(The third and final piece)
For several days after, he did not even want to see another piece of paper. Nonetheless, he really wanted a new bicycle. This time he decided to prepare and made the wish in the bathroom. He filled the sink and bathtub with water in advance. He made the wish and small paper alligator formed. Quickly grabbing it by the tail, he dispatched it into the bathtub where it swam for a minute before dissolving.
It became easier and easier for him to make wishes, catch the little monsters, and extinguish them in some container of water.
I am sure you know what happened next. No one gets off that easily in Willakaville. Something bad is going to happen. There will be a big mess. Somehow, it gets resolved, everybody is safe again, and they all learn a lesson.
Not this time! Marcus kept on making wishes and got whatever he wanted, the end.
Just kidding. Stories are not fun if everything goes right. We all love there to be a challenge to overcome. Life is the same way. It can be difficult sometimes, but it is more fun when we have to use our brains to solve a problem. Try to remember this next time you are having a hard time in your life. All right, enough of me giving you boring advice. Back to the story.
As you can imagine, Marcus made bigger and bigger wishes which resulted in bigger and bigger origami monsters. He felt he could handle it, so he kept going. He had all the toys, ate candy and cake every day, didn’t go to school, and was good at every sport he played.
Then he wished for the big one. The one wish that we all think of when we imagine being granted a wish. He wished for infinite wishes. Well, what do you think happened? That’s right, an infinite amount of origami monsters appeared. Every second a new monster popped up.
Within a minute, Marcus was overwhelmed. He barely made it out of the house before they took over. He watched from down the street with horror as hundreds of little origami monsters streamed from his house. They swarmed to the trees. Eating the wood allowed some to grow into humungous sizes, casting large angled shadows over the houses.
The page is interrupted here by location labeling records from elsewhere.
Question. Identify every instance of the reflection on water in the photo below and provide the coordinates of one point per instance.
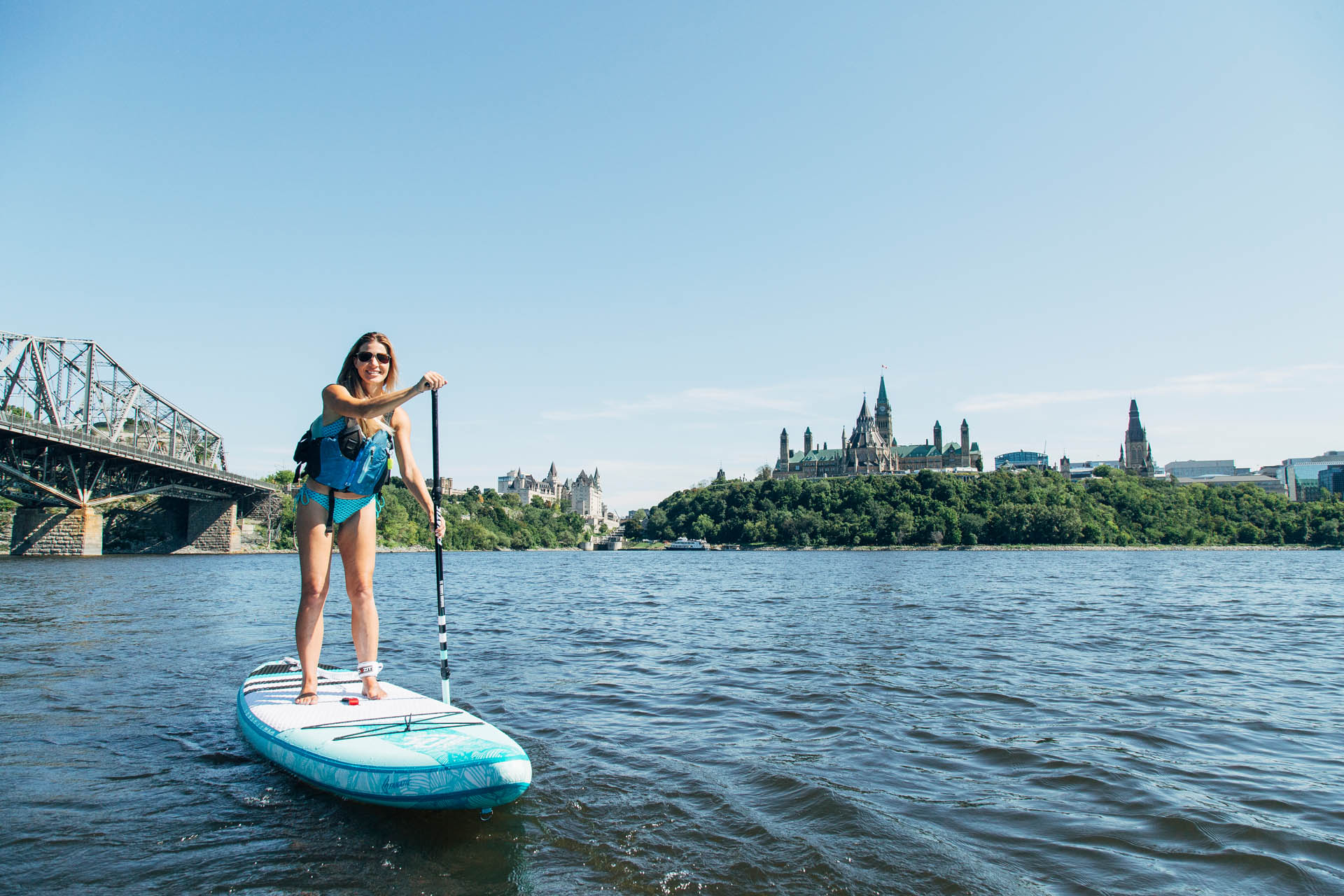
(718, 723)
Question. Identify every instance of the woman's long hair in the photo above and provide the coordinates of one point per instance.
(351, 379)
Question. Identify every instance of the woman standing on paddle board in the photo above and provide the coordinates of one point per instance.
(362, 422)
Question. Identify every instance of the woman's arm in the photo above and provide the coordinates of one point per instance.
(337, 402)
(410, 473)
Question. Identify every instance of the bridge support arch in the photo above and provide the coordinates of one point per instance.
(58, 531)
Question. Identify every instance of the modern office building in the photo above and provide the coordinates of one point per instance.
(1303, 475)
(1332, 480)
(1266, 482)
(1191, 469)
(1022, 461)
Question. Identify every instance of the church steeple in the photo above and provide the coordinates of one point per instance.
(882, 412)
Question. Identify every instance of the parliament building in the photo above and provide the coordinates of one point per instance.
(873, 450)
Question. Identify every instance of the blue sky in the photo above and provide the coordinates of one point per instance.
(648, 237)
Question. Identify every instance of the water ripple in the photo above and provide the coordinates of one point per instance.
(724, 723)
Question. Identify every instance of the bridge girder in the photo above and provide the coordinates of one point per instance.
(76, 386)
(78, 430)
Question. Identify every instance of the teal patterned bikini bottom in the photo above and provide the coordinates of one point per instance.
(346, 508)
Others in the forms of spiders, wasps, and other insect stayed small.
More and more kept coming. People ran from their homes as the monsters spread like fire. All seemed lost and Marcus felt lower than the deepest ocean crevasse. The entire world was being destroyed and it was all his fault. Too shameful to go on, he sat down and gave up.
The paper swarm came closer and closer. Marcus braced himself for the worst when he heard a somewhat familiar voice. It said, “You should have listened to me.” Marcus turned around to see the sushi chef from the Golden Ginzo. The chef held a glowing gold Makari. He raised it above his head and yelled, “Mizu wa jōshō shimasu!”
Water began flowing from every direction, surrounding the origami horde. It formed a giant wall and began closing in. With a giant crash, a huge circular wave came falling down on top of the masses. The chef motioned his hands into a spin and the water swirled tighter and tighter, tearing the origami into bits of paper. It then raised into the sky, a giant funnel of water sucking itself into the blue ceiling.
The chef brought his hands together with a large clap. The spout exploded, sending giant spit wads in every direction. They fell with splats to the ground making small piles of wet mushy pulp.
Marcus looked at the chef with amazement. The chef simply bowed and nodded his head. Marcus instinctively bowed back. Neither of them spoke a word and parted ways.
Marcus spent the rest of the day helping to clean up the mess. In fact, he spent the rest of the month cleaning. By the end of it, he never wanted to see paper again. He was even tempted to burn the instructions for the Magic Makari. Yet, something inside him told him that he might need it one day. So, he hid it inside a puzzle box his grandfather had given him and placed in the attic of his house.